Adolescents / Young Adults: For the purposes of this Toolkit, the definition of adolescent or young adults defines people who are medically fragile between the ages of 15 to 26.
Long-Term Care: For the purposes of this Toolkit, the definition of long-term care encompasses “a broad range of supports with daily activities that individuals need for a prolonged period of time. The services include but are not limited to: assistance with basic activities of daily living (ADLs), such as bathing, dressing; include money management, and medication management, use of personal assistance or various assistive technology.” (4)
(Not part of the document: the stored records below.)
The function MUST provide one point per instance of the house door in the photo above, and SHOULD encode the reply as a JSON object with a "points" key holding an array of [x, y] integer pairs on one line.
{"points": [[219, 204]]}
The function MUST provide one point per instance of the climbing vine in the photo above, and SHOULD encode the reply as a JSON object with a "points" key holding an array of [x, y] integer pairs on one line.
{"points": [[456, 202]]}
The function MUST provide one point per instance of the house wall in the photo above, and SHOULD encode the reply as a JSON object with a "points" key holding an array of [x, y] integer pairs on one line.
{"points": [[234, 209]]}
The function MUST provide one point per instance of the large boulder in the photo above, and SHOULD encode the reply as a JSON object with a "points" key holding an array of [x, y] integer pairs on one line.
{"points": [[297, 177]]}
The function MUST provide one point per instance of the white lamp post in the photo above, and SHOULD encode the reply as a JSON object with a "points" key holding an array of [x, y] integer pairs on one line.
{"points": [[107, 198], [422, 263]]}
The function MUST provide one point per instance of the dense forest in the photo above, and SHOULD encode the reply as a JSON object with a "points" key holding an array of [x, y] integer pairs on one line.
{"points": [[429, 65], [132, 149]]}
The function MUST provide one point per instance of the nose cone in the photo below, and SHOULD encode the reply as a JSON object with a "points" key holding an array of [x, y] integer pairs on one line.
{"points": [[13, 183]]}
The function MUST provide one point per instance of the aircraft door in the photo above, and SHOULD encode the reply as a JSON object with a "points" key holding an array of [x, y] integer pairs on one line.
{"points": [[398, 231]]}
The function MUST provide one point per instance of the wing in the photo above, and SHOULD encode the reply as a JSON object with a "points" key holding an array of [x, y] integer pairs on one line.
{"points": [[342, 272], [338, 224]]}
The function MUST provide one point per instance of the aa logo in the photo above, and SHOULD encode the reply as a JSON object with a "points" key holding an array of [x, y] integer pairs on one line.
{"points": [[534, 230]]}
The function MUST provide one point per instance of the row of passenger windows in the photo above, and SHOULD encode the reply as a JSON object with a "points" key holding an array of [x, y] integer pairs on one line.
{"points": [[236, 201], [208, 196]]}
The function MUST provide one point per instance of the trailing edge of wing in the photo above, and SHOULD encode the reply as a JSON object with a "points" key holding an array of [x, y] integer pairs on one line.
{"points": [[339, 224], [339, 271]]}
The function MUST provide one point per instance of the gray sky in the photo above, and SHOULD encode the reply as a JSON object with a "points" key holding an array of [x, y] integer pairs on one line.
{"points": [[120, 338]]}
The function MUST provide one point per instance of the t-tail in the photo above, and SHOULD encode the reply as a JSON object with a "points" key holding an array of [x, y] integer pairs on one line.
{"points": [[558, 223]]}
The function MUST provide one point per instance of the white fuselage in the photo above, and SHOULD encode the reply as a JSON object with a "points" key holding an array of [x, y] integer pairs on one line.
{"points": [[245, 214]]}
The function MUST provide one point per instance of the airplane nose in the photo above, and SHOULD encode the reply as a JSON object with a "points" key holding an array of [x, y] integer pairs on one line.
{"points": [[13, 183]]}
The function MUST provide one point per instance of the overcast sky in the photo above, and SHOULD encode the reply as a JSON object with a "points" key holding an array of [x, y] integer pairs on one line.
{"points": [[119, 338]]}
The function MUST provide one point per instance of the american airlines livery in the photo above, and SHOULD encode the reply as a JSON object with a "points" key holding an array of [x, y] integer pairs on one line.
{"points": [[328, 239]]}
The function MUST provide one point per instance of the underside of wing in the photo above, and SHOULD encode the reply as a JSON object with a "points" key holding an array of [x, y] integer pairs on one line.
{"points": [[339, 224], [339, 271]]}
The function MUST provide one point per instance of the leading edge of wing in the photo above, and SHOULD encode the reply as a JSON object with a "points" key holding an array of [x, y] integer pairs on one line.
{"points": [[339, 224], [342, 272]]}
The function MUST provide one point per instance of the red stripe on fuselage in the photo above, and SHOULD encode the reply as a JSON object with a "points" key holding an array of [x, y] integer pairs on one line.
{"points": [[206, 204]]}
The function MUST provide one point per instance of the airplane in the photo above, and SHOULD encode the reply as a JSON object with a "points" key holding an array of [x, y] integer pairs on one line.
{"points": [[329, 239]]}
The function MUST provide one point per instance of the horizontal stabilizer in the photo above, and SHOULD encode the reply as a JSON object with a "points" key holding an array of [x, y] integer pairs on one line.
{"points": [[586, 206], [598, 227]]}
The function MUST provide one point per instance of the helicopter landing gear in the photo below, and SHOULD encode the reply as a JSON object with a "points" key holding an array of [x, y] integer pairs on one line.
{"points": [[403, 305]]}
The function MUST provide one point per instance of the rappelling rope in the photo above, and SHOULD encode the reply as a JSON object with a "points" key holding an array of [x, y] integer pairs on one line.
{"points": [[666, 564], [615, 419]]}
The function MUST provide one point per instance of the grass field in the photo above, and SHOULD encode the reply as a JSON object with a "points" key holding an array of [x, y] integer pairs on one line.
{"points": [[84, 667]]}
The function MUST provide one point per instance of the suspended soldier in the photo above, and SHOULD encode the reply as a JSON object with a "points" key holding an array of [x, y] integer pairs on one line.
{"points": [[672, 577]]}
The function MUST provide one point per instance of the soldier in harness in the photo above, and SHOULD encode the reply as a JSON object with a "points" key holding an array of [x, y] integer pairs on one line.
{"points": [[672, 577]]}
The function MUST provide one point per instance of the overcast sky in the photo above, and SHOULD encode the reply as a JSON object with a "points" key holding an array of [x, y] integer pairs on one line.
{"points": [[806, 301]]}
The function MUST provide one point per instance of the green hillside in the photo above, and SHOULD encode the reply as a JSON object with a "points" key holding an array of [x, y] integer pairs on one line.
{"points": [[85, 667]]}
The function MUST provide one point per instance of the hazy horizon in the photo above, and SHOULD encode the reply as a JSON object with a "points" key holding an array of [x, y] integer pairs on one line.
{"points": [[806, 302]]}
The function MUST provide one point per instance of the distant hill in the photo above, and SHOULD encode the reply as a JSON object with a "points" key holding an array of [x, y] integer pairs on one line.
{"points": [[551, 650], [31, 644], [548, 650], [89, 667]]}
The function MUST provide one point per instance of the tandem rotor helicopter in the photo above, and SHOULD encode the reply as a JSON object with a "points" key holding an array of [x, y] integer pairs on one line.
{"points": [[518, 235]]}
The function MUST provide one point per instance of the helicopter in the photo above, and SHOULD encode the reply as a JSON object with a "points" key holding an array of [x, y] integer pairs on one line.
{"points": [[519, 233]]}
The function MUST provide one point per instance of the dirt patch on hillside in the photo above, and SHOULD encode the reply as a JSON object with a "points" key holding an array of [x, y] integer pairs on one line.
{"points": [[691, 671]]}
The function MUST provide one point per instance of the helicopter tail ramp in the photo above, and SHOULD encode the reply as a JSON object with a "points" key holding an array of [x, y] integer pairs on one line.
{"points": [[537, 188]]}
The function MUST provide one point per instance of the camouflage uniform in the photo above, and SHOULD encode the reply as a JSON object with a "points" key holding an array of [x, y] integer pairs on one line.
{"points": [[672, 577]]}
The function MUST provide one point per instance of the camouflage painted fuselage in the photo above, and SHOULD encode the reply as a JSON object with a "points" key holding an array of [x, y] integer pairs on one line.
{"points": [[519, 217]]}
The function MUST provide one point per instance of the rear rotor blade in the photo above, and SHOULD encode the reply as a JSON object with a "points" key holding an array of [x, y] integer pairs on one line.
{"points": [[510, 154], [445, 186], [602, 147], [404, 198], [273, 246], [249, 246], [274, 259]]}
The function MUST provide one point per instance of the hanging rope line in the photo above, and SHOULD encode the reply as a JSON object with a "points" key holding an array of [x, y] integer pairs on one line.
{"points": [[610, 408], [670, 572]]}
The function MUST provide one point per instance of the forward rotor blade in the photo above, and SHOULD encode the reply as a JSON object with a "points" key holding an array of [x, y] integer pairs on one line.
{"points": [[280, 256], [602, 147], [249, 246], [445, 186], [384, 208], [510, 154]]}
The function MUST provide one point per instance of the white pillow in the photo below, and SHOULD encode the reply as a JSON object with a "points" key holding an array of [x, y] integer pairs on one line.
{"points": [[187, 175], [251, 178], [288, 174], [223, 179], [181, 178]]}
Long-term planning also includes making decisions about future needs in the areas of medical care, support services, education, housing, and employment, legal, financial and other personal matters.
Transition: For the purposes of this Toolkit, Transition encompasses a range of decision-making actions, which support youth as they transition into adulthood. Transition encompasses – health, independent or supported living, community involvement and participation, guardianship, financial planning, and more. This Toolkit focuses on the transition from pediatric to adult services and supports. Transition is a process, requiring early and advance planning. Preparation for the Transition process may begin as early as age 14. Transition is a lifelong process and a continuous process. For young adults with medically fragile conditions and profound disabilities, there may also be a need for crisis care management, as well as end of life care planning.